Despite failing its annual pump test in 2017 and 2018, the department had been able to hold off repairs to its 1991 pumper. However, when the pumper failed its 2019 annual test almost immediately, the department sent the pumper for repair. Due to obsolete parts, repairs have not been completed. A new pump for the 1991 pumper would cost between $22,000-$25,000 so the decision was made not to repair it. Because the department’s present insurance rating calls for a pump capacity of 3,000 gallons per minute, another truck was needed.

The department was able to procure a 1997 pumper from Muskegon Township for $10,000. “This truck should give us another 2-4 years of service and allow us to put away money, with hopes of replacing it by 2024. I should mention that at the same meeting Muskegon Township voted to sell us the truck, they voted to replace the front end on it. So we are not only getting a newer truck, but one with a new front end,” White said.

According to the fire department’s December 2019 meeting minutes, the department had $425,821.33 in its checking account, Michigan Class General Fund account and Michigan Class Capital Improvement Fund. White’s information letter continued, “Using a basis of 3 percent per year price increase, it is estimated it will cost $400,000 to replace the newly acquired 1997 pumper between 2022-2024, $35,000-$40,000 to replace our breathing apparatus air compressor in 2025, and $525,000 to replace the 2004 pumper truck between 2030-33.”
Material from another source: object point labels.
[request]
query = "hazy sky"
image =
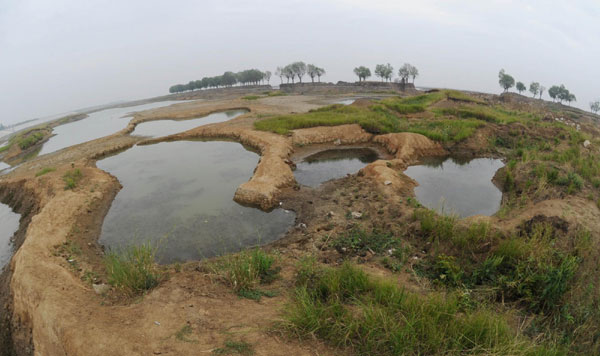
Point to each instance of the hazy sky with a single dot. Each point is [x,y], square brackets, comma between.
[59,55]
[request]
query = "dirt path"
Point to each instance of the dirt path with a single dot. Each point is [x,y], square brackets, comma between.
[55,312]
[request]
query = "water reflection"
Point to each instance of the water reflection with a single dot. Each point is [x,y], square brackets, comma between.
[179,195]
[454,185]
[169,127]
[332,164]
[98,124]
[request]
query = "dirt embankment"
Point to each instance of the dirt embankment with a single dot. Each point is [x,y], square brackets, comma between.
[54,312]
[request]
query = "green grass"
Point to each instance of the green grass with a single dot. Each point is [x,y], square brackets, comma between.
[377,119]
[486,113]
[358,241]
[245,271]
[374,121]
[72,178]
[45,171]
[450,130]
[232,347]
[347,308]
[133,270]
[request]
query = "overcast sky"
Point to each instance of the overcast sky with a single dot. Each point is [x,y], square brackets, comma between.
[59,55]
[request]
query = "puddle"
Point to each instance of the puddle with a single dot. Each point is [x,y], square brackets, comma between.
[3,166]
[179,195]
[169,127]
[332,164]
[9,224]
[345,101]
[457,186]
[96,125]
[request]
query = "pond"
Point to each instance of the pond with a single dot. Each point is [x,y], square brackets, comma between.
[344,101]
[179,196]
[169,127]
[332,164]
[3,166]
[96,125]
[9,224]
[457,186]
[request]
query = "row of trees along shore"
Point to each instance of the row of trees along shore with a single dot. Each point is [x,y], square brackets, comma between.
[556,92]
[386,72]
[228,79]
[291,72]
[299,69]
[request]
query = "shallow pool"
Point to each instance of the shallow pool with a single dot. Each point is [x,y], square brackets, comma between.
[169,127]
[96,125]
[332,164]
[457,186]
[9,224]
[179,195]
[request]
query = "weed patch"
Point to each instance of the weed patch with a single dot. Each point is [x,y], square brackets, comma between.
[347,308]
[45,171]
[133,270]
[243,272]
[72,178]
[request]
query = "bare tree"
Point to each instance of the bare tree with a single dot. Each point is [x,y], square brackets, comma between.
[534,88]
[414,72]
[279,73]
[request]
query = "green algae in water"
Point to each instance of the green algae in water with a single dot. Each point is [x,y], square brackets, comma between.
[461,186]
[179,196]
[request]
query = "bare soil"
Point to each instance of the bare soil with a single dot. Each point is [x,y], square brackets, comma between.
[51,306]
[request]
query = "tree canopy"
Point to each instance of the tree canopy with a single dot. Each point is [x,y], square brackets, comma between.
[384,71]
[561,94]
[362,73]
[534,88]
[594,107]
[314,71]
[228,79]
[506,81]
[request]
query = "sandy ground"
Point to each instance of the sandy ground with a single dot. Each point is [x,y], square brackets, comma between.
[54,312]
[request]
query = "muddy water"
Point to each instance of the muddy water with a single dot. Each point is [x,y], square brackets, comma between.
[179,195]
[9,223]
[332,164]
[96,125]
[345,101]
[169,127]
[457,186]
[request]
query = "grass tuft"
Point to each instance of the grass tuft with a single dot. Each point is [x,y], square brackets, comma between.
[246,270]
[45,171]
[72,178]
[347,308]
[133,270]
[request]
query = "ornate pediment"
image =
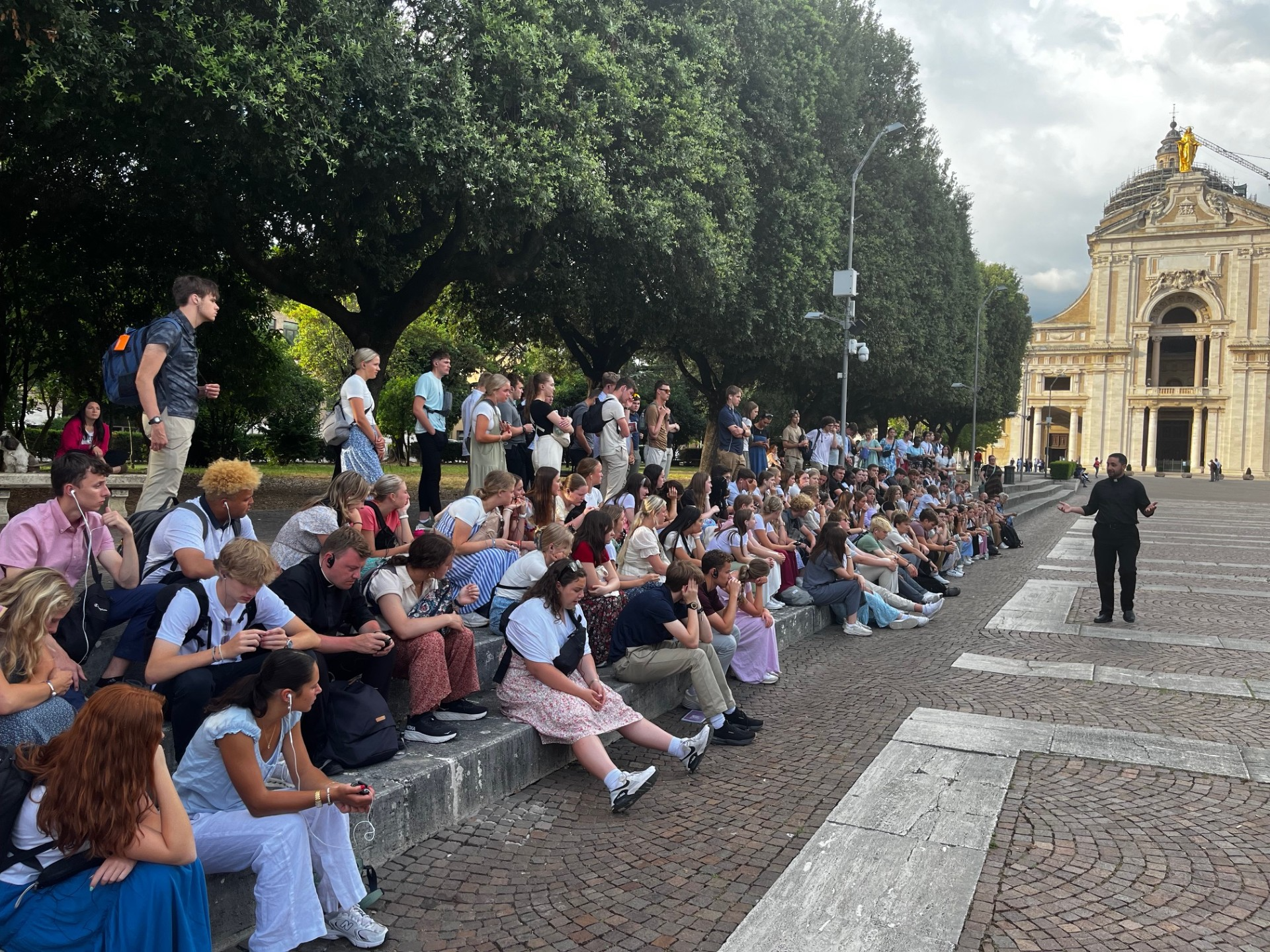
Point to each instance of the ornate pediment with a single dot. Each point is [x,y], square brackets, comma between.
[1183,281]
The department’s fiscal year runs from July 1 to June 30. According to White, income for the 2019-2020 fiscal year includes: Golden- $117,302; Hart Twp. $54,335; City of Hart $31,106 and Weare Twp. $27,787. Income for the 2020-2021 fiscal year would be: Golden Twp. $171,466; Hart Twp. $83,982; City of Hart $48,931 and Weare Twp. $44,272.

The Hart Area Fire Board includes nine voting members; Clancy Aerts and Mike Powers from the City of Hart; Dick Huntington and Jay McGhan (Vice-Chairman) from Hart Township; Dale Stevenson & Mike Potter from Weare Township; Gary Beggs (Chairman) & Jake Whelpey from Golden Township and Bruce Mull, at large member appointed by the board. Non-voting members include: Jack White (Chief), Dwight Fuehring (Deputy Chief) and Dan Leimback (Secretary/Treasurer). The fire board meets at the fire station on State Street the fourth Thursday of each month at 7 p.m.

On a related note, White has plans to retire by the end of November 2020. The fire board plans first to look inside the department for his replacement. They have set a 30-day, internal posting date of March 1, to begin the process.